Photo credit: BobaliciousLondon
More than 1,500 tenants are living in overcrowded conditions as over 2,000 social housing homes stand empty in Hackney.
Almost 500 tenants have been left waiting on Hackney Council’s housing allocation list while they live in cramped one-or-two bed private housing. Meanwhile, 1,200 tenants are in the same predicament, but in overcrowded one and two-bed social housing.
The figures, revealed by a Freedom of Information request, has led to criticism towards the government’s lack of action on rent control and housing policy. Hackney Council currently owns 44 per cent of the 2,000 empty properties.

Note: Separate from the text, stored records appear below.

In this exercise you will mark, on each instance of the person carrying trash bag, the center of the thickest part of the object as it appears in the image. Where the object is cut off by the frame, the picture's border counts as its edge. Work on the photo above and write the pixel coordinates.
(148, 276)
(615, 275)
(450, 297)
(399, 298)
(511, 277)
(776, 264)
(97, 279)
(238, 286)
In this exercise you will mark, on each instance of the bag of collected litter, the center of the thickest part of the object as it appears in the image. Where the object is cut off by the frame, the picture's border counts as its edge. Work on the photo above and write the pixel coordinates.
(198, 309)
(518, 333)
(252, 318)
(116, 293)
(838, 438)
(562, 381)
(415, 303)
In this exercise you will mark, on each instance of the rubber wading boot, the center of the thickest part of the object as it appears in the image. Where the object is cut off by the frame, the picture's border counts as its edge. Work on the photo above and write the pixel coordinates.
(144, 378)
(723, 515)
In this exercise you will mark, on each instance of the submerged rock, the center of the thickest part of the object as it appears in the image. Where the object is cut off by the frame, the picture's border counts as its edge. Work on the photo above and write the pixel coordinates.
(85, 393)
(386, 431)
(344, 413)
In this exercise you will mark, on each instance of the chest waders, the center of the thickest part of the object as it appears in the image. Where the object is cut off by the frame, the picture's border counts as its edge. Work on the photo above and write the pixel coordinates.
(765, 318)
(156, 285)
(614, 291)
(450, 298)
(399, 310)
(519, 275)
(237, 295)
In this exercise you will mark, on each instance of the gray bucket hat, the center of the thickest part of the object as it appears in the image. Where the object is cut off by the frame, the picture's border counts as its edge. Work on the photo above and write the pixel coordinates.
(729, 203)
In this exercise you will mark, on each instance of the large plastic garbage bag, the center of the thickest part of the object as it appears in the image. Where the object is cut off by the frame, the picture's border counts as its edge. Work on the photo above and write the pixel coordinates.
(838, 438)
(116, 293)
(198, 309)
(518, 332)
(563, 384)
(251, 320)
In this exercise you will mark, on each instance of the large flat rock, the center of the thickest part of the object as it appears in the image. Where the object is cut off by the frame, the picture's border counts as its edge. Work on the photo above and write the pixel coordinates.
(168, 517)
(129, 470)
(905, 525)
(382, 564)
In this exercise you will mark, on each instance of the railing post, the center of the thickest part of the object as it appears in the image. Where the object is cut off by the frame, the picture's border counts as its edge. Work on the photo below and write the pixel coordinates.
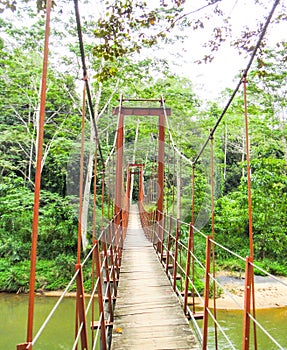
(168, 246)
(81, 306)
(102, 324)
(247, 303)
(206, 292)
(187, 271)
(175, 254)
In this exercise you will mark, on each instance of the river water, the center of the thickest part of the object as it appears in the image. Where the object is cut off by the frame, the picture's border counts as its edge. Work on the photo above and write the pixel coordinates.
(60, 332)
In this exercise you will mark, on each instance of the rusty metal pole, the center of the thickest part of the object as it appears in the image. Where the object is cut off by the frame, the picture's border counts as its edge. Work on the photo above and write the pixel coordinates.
(250, 272)
(176, 254)
(212, 235)
(35, 225)
(119, 168)
(160, 180)
(100, 298)
(206, 293)
(247, 303)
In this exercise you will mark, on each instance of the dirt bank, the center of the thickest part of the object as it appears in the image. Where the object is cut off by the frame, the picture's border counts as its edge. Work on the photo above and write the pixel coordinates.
(269, 293)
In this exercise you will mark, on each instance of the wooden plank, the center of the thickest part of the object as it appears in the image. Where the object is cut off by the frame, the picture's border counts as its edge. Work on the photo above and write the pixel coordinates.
(147, 313)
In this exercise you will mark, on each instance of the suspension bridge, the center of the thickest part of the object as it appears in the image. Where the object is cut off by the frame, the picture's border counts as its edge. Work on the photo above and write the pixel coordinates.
(143, 269)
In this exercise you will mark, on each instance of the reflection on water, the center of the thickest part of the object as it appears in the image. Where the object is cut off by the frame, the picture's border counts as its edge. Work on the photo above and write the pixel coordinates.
(274, 320)
(59, 334)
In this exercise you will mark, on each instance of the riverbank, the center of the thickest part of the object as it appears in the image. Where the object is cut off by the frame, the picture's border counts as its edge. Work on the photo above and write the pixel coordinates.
(269, 293)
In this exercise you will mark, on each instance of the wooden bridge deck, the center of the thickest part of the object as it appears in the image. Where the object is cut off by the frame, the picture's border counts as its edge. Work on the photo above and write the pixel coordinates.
(147, 312)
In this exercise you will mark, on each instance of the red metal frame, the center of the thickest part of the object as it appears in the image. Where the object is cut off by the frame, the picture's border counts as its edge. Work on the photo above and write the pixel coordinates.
(141, 111)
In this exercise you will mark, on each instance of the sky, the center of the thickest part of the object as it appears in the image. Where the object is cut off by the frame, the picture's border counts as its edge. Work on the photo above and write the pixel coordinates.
(210, 79)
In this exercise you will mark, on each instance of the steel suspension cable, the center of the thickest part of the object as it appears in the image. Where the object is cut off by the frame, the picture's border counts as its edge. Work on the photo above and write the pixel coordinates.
(170, 135)
(35, 225)
(85, 77)
(245, 72)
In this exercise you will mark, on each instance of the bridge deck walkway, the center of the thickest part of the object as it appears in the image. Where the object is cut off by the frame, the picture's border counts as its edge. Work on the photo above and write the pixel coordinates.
(147, 312)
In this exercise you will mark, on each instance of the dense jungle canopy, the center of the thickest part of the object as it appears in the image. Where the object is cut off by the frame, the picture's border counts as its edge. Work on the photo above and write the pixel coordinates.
(121, 42)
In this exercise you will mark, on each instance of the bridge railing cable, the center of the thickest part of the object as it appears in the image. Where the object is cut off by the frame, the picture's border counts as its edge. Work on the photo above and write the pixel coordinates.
(174, 265)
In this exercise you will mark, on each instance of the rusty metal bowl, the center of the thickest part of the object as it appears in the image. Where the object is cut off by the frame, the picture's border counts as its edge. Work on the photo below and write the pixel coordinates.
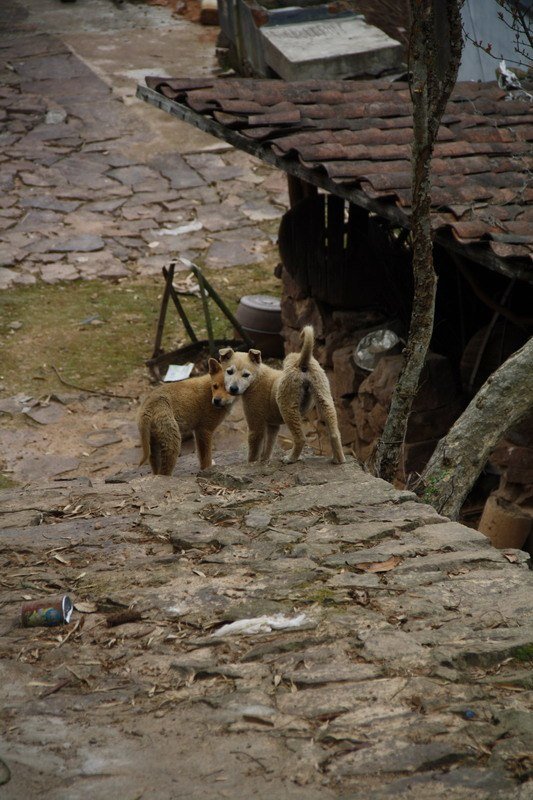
(260, 316)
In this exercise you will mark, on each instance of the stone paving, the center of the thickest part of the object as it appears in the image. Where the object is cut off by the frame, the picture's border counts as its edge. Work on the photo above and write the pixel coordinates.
(407, 674)
(86, 189)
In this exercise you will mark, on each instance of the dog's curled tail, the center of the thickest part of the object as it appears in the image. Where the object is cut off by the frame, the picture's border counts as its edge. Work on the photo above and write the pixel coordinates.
(308, 343)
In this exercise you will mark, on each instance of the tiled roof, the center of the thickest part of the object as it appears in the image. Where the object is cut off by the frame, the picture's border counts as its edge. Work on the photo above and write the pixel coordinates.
(358, 135)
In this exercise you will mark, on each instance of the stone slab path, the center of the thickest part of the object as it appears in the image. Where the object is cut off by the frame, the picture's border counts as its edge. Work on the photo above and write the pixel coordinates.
(407, 674)
(95, 184)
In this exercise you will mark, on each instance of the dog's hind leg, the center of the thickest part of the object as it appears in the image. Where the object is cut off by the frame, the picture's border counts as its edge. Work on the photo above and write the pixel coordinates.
(204, 443)
(256, 437)
(290, 411)
(155, 456)
(272, 433)
(328, 413)
(169, 447)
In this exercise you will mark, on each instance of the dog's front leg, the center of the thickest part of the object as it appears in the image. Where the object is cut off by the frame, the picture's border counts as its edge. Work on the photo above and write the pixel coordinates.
(255, 443)
(204, 443)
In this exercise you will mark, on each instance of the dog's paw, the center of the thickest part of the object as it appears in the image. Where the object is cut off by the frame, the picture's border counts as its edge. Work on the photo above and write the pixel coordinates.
(289, 459)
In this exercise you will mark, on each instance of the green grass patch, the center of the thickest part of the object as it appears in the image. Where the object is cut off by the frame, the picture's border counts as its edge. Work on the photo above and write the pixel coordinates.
(54, 331)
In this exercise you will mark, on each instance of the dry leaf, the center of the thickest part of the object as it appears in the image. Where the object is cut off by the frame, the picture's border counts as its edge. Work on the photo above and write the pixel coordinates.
(379, 566)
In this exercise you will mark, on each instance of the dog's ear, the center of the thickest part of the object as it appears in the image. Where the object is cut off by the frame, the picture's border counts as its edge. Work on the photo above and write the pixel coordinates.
(214, 366)
(225, 354)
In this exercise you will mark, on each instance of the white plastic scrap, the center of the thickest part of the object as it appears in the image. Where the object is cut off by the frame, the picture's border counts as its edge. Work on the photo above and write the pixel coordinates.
(509, 81)
(178, 372)
(264, 624)
(373, 346)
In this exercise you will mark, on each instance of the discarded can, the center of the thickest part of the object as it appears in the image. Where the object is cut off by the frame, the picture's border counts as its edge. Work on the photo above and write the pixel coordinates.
(46, 612)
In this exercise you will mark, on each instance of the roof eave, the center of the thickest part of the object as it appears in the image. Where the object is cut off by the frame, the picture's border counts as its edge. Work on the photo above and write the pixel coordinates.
(390, 212)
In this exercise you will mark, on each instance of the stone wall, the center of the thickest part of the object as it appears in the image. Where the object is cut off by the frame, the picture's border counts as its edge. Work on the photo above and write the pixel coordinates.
(362, 398)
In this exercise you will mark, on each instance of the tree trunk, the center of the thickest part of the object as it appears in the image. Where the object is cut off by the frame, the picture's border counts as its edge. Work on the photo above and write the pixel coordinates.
(502, 401)
(436, 44)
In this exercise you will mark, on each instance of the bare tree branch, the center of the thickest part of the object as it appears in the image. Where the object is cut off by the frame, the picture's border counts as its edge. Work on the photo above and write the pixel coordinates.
(436, 45)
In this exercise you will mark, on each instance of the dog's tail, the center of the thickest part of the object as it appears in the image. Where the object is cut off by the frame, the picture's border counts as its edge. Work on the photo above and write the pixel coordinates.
(144, 430)
(308, 343)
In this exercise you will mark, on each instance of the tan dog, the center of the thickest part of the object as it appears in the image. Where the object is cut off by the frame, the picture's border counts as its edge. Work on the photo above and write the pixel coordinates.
(271, 397)
(196, 404)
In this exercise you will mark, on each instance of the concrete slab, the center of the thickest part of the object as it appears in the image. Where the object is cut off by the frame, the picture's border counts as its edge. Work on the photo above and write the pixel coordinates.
(331, 49)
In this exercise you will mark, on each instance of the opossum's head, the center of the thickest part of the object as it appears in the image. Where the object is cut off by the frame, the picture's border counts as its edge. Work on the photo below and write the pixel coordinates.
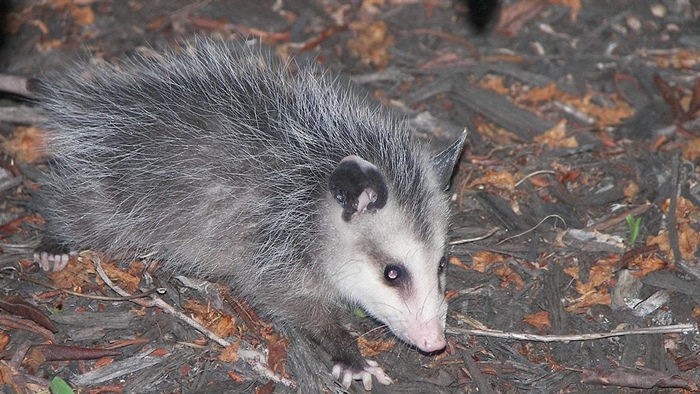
(390, 249)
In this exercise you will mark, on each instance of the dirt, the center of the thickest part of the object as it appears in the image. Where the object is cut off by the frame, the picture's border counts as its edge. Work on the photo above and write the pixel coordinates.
(576, 224)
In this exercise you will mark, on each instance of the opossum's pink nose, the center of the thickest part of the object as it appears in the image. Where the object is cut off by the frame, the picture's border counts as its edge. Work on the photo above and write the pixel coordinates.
(428, 337)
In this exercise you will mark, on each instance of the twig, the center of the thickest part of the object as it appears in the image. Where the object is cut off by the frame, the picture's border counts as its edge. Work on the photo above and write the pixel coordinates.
(534, 174)
(253, 358)
(159, 290)
(678, 328)
(673, 197)
(479, 238)
(156, 301)
(533, 228)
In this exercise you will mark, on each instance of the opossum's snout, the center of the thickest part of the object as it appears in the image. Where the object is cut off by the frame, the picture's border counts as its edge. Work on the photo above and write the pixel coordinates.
(389, 267)
(428, 337)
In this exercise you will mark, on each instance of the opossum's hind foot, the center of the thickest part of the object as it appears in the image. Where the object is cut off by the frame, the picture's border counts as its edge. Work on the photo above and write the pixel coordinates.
(51, 256)
(346, 374)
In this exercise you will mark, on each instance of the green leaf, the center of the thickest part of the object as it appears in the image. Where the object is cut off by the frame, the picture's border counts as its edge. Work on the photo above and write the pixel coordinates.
(634, 224)
(59, 386)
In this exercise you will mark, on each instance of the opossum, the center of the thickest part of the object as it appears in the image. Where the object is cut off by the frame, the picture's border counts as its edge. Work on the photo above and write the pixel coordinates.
(285, 183)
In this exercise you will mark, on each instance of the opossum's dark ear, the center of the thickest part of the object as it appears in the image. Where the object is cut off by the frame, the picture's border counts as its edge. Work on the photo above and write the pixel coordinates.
(444, 162)
(357, 185)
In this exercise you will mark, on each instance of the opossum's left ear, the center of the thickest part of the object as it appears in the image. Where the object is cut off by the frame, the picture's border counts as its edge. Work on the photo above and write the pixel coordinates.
(444, 162)
(357, 185)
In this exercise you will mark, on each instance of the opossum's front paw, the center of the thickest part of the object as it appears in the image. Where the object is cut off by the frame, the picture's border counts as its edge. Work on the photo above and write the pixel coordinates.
(346, 374)
(51, 262)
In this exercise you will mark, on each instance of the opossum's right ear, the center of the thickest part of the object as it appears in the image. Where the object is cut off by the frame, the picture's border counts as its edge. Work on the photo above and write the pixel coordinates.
(358, 185)
(444, 162)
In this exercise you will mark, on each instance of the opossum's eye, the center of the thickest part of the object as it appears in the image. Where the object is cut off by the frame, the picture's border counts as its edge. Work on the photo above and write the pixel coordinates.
(443, 264)
(393, 273)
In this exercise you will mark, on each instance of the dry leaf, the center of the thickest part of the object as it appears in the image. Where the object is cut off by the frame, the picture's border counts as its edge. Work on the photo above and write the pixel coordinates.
(691, 151)
(509, 276)
(588, 300)
(124, 280)
(482, 260)
(216, 321)
(556, 137)
(631, 191)
(457, 262)
(83, 16)
(370, 43)
(575, 6)
(26, 145)
(230, 353)
(646, 265)
(372, 348)
(687, 217)
(76, 274)
(539, 320)
(499, 179)
(572, 271)
(277, 351)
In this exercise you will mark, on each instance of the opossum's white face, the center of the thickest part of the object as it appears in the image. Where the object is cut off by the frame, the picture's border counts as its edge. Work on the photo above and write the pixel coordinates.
(381, 260)
(393, 275)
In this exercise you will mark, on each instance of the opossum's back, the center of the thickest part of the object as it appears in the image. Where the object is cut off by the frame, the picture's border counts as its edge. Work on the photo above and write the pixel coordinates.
(202, 146)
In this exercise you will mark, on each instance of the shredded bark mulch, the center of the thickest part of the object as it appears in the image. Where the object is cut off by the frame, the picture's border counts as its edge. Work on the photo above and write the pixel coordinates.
(574, 244)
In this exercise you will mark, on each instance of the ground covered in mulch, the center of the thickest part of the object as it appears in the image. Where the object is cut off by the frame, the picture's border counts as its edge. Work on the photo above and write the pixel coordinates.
(577, 202)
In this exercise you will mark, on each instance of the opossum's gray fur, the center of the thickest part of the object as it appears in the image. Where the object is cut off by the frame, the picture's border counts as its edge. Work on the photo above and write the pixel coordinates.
(218, 163)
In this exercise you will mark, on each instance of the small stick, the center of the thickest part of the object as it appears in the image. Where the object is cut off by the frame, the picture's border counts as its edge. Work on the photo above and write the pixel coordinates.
(678, 328)
(255, 359)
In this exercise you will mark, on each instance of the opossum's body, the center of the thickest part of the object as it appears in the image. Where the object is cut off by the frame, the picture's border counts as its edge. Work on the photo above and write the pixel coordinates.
(228, 166)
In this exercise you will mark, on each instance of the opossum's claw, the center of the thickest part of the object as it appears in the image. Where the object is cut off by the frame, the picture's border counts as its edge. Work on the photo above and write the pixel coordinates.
(51, 262)
(346, 375)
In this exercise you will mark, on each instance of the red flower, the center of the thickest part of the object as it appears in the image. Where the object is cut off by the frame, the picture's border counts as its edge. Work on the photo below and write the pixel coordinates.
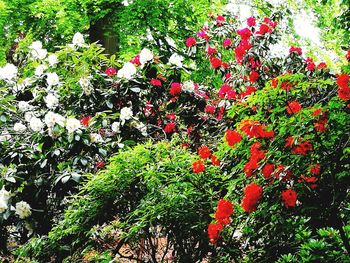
(198, 167)
(289, 198)
(252, 195)
(296, 50)
(191, 41)
(170, 127)
(251, 21)
(315, 169)
(100, 165)
(156, 82)
(253, 76)
(244, 33)
(268, 169)
(215, 62)
(215, 161)
(110, 71)
(232, 137)
(85, 120)
(293, 107)
(204, 152)
(175, 88)
(214, 232)
(227, 42)
(223, 211)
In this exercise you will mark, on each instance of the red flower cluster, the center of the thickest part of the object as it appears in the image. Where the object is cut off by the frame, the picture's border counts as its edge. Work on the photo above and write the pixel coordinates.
(191, 41)
(204, 152)
(296, 50)
(252, 195)
(156, 82)
(344, 89)
(256, 155)
(232, 137)
(293, 107)
(85, 120)
(255, 129)
(110, 71)
(198, 166)
(289, 198)
(175, 88)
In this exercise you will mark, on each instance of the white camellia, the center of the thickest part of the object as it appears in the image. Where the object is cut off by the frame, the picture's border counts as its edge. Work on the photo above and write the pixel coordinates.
(24, 106)
(23, 210)
(52, 79)
(125, 114)
(127, 71)
(96, 138)
(40, 70)
(51, 101)
(72, 125)
(52, 59)
(36, 124)
(8, 72)
(78, 39)
(145, 56)
(4, 198)
(52, 118)
(176, 60)
(116, 127)
(19, 127)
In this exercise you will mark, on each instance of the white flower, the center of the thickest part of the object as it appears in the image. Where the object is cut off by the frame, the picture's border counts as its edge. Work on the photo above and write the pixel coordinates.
(145, 56)
(52, 118)
(125, 114)
(8, 72)
(72, 125)
(5, 136)
(52, 79)
(40, 70)
(142, 128)
(52, 59)
(51, 101)
(188, 86)
(78, 39)
(176, 60)
(127, 71)
(36, 124)
(23, 106)
(96, 138)
(23, 209)
(19, 127)
(116, 127)
(4, 198)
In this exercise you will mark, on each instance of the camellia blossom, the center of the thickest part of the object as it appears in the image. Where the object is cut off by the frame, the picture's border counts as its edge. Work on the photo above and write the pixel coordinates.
(204, 152)
(198, 166)
(289, 198)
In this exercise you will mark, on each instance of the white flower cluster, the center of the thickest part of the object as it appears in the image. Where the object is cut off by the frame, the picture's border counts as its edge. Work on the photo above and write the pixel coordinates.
(37, 50)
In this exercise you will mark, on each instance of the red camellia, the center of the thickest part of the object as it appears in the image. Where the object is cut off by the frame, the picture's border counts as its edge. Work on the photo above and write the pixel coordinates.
(191, 41)
(85, 120)
(204, 152)
(170, 127)
(175, 88)
(251, 21)
(253, 76)
(223, 211)
(214, 232)
(156, 82)
(198, 166)
(252, 195)
(110, 71)
(232, 137)
(289, 198)
(293, 107)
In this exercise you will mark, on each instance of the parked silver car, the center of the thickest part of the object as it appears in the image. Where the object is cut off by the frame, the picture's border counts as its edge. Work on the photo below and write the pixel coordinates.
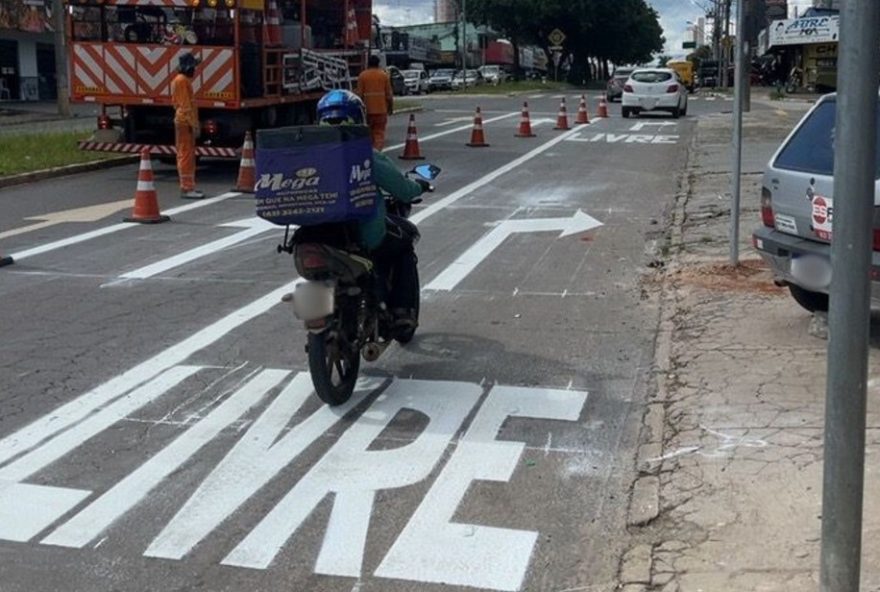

Reduction in social lettings
Heather Kennedy, spokesperson for Digs, who campaign on behalf of renters in Hackney, said: “These figures on overcrowding have grave implications for the health and well-being of Hackney residents. And until the Government take action to bring down rents in inner London, we’re going to see overcrowding getting worse and worse.”
She highlighted the links between living in overcrowded housing and poor health, mental illness and poor school performance.
The new data comes just after a recent council report predicted that 1,000 social lettings will become available in 2013-2014, 30 per cent fewer than the previous year.
The Hackney report on the impact of Housing Benefit and Welfare reforms also pointed to welfare living allowance restrictions imposed by the coalition government, which it predicted would further increase demand for social housing.
The council pledged to build over 24,000 homes by 2026, but concedes that housing prices in the borough are rising disproportionately fast compared with the rest of London.
London’s housing crisis
Shelter recently named Hackney alongside Kensington as one of the least affordable boroughs in London.
Philip Glanville, Hackney Council and cabinet member for Hackney Homes and Regeneration Estates, admitted that London’s housing crisis is one of the most serious issues faced by the council.
He said: “In Hackney, we are taking action by reducing the number of households in severe overcrowding from more than 1,200 in 2004 down to just over 200 last year.”
“Some of our ageing, not fit-for-purpose empty properties will be demolished in the coming weeks and months – to make way for the construction of another 320 new homes this year.”